Deux visions d’un même événement fondateur de l’histoire de l’Algérie moderne, dont la paternité revient — faut-il le rappeler — au peuple seul. Dommage. Pour une fois on tenait un consensus sur autre chose qu’un but à la 89e minute de l’équipe nationale.
Donc, deux façons de solenniser le Hirak. La première : brillante, intelligente, rafraîchissante, cependant, interdite de séjour chez elle. Réfugiée dans des salles anonymes ou dans des restos à l’étranger, ou bien réduite à des communiqués qui tournent sur le web comme des bouteilles à la mer numérique. Des tentatives de garder une flamme allumée, comme les hommes préhistoriques veillaient sur une braise incandescente en apprenant à domestiquer le feu.
La seconde, terne, fanée, sans âme, celle d’un pouvoir qui s’arroge le droit du créateur quand il enseigna un jour tous les noms à Adam au début de la création. Une magie pour faire volatiliser les choses et les gens. Un pouvoir qui refuse de prononcer le mot que les Algériens ont choisi en 2019, comme si effacer un nom suffisait à effacer l’histoire.
Qu’on s’entende : que le régime veuille rebaptiser le mouvement, très bien, qu’il se fasse plaisir. Mais qu’il ait au moins le courage, la décence, l’humilité d’admettre que son point de vue n’est pas partagé. Et, surtout, qu’il accepte d’en discuter. Chacun apportera ses arguments. On se battra à coups d’idées. À la fin, ce sont les démonstrations les plus convaincantes qui imposeront le nom.
Or, s’il est bien une chose devenue impossible dans ce pays, c’est le débat.
Les parrains de la « Journée nationale de fraternité et de cohésion entre le Peuple et son Armée pour la démocratie » ont d’ailleurs réussi l’exploit de servir une commémoration honteuse, parfois franchement ridicule.
Ennahar nous pond un texte poussif sur la transformation du Hirak en grand chantier de développement, en citant le président du Conseil de la nation sans qu’on sache s’il parle au planton, à la télé ou dans le vide : entrevue, communiqué ou incantation ? Allez savoir.

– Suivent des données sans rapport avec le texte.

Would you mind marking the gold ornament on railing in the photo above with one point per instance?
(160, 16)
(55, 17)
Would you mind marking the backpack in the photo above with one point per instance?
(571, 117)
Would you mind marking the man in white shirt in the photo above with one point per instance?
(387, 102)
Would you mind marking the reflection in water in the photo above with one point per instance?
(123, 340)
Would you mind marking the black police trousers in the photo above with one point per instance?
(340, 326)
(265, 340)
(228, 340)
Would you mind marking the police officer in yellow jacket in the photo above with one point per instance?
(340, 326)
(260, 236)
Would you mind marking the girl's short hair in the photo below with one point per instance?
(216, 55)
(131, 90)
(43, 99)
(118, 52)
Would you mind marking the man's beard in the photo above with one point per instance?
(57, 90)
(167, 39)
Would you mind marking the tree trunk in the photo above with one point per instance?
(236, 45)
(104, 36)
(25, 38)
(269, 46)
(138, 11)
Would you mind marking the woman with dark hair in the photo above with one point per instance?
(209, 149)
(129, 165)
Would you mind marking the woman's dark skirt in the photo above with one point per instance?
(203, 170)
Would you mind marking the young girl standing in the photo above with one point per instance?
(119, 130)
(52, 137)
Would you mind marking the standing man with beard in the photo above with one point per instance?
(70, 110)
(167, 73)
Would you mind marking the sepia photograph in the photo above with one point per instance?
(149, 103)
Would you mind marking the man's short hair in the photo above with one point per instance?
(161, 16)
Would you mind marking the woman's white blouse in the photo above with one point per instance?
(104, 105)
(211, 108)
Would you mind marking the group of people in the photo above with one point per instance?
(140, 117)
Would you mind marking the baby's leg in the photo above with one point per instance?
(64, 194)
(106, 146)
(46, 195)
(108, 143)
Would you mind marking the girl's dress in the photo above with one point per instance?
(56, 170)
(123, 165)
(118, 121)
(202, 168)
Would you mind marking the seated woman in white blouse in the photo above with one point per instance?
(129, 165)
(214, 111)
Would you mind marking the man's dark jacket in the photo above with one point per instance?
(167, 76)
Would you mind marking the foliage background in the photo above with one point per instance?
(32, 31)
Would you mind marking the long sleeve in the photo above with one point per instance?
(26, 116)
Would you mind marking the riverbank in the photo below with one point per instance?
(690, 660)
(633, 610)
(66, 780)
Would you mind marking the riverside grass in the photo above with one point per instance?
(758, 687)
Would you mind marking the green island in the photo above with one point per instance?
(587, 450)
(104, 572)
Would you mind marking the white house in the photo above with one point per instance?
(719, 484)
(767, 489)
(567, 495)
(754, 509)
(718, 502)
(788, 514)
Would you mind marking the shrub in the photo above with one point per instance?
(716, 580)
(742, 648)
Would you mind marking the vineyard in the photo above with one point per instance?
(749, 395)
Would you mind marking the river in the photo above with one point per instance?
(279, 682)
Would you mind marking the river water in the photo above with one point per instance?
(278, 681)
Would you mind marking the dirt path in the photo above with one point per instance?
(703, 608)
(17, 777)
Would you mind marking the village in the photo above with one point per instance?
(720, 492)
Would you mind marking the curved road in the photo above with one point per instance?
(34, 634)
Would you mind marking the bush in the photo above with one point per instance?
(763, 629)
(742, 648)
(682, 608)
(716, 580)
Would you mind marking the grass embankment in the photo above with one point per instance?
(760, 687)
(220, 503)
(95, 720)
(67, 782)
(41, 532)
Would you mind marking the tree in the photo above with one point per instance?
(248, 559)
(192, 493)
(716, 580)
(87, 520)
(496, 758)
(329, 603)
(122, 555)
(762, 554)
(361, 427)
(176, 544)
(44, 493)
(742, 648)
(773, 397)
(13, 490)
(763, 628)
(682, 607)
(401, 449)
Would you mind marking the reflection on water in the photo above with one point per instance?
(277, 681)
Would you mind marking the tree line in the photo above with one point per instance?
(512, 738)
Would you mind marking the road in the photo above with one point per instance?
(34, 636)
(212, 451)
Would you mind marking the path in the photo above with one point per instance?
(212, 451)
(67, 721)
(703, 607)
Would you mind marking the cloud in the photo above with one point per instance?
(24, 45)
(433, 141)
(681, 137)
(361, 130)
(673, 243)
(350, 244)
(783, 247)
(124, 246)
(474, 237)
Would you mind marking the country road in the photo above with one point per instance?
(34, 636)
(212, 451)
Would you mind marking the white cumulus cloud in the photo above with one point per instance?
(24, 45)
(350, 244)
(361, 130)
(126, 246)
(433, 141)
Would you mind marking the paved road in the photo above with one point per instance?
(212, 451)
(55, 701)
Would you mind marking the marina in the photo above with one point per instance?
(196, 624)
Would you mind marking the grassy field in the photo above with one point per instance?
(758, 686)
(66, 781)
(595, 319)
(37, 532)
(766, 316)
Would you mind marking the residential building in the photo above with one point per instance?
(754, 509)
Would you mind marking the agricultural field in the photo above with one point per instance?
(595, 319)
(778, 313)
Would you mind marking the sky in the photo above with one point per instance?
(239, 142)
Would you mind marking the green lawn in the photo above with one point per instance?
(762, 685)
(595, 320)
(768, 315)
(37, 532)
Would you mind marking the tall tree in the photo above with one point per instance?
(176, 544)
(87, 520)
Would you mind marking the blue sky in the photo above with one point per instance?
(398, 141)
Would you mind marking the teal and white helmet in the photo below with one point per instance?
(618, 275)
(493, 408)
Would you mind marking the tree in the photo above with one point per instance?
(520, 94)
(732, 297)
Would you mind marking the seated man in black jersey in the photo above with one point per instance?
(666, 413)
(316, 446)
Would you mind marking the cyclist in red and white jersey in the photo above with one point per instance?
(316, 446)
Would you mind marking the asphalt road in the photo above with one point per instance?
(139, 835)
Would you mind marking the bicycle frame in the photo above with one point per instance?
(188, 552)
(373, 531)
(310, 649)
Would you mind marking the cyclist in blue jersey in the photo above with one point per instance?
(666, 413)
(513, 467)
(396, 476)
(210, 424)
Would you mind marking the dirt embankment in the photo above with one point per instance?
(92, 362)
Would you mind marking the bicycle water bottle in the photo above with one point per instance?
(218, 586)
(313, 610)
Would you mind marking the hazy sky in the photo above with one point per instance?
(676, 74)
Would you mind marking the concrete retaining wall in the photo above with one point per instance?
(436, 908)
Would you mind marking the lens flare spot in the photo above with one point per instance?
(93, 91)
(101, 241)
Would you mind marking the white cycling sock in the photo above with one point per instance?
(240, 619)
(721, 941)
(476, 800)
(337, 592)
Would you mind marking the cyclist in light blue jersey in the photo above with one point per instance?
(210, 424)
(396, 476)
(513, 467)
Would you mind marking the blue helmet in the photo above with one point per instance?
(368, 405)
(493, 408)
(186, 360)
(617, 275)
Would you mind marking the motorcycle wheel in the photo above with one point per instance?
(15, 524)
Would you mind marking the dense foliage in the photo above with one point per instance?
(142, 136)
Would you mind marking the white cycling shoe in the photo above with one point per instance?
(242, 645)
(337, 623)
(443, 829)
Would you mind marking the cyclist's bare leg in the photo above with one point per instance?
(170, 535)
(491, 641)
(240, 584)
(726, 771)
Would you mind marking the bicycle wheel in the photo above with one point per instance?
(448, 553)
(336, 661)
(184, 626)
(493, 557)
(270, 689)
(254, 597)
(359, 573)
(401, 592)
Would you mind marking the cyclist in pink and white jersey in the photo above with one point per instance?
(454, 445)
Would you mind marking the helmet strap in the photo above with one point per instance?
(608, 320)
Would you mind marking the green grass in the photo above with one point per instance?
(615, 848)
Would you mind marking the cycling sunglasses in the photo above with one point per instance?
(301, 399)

Echorouk, lui, lâche une brève obscure pour dire que le ministère de la Défense s’est souvenu de la journée. Où ? Quand ? Comment ? Le truc tombe comme une apparition mariale. En vrai, le journal recycle un éditorial de la revue de l’armée, El Djeich, lui-même déjà servi par l’APS le 9 février. El Moudjahid remet une couche avec le président du Conseil de la nation. El Watan étire un monologue insipide pour nous apprendre, tenez-vous bien, que le ministère de la Défense a publié une déclaration sur son site web. Champagne ! Halal bien entendu.
Et le pouvoir, armé jusqu’aux dents en moyens symboliques, n’arrive pas à aller au bout de sa propre mise en scène.
Le décret qui affuble le Hirak d’un pseudonyme, précise, à l’article 2 : « Cette journée est célébrée à travers l’ensemble du territoire national par des manifestations et activités tendant à renforcer les liens de fraternité et de cohésion nationale et à consacrer l’esprit de solidarité entre le Peuple et son Armée pour la démocratie. »
Manifestations, activités ? Que nenni. Pas même une troupe de zernadjia, pas un coup de baroud folklorique, pas une patrouille de scouts défilant dans la poussière des rues des villes et villages. Rien. Dans un pays où les manifestations publiques sont interdites et les activités politiques proscrites, cet article 2 devrait, honnêtement, être remplacé par un soupir.
Restent alors, en face, les maigres commémorations têtues du Hirak populaire. Dans ces veillées-là, ce qui prend toute la place, c’est l’ombre des détenus. Ils sont au moins 208 aujourd’hui. Certains sortent après avoir purgé leur peine, d’autres entrent pour les remplacer comme dans un manège lugubre qui ne semble pas vouloir s’arrêter depuis sept ans.
Au fond, plus encore que pour entretenir la flamme d’une révolte populaire magnifique, commémorer le Hirak sert surtout à ne pas oublier ces Algériens embastillés pour avoir eu l’impolitesse d’oser parler.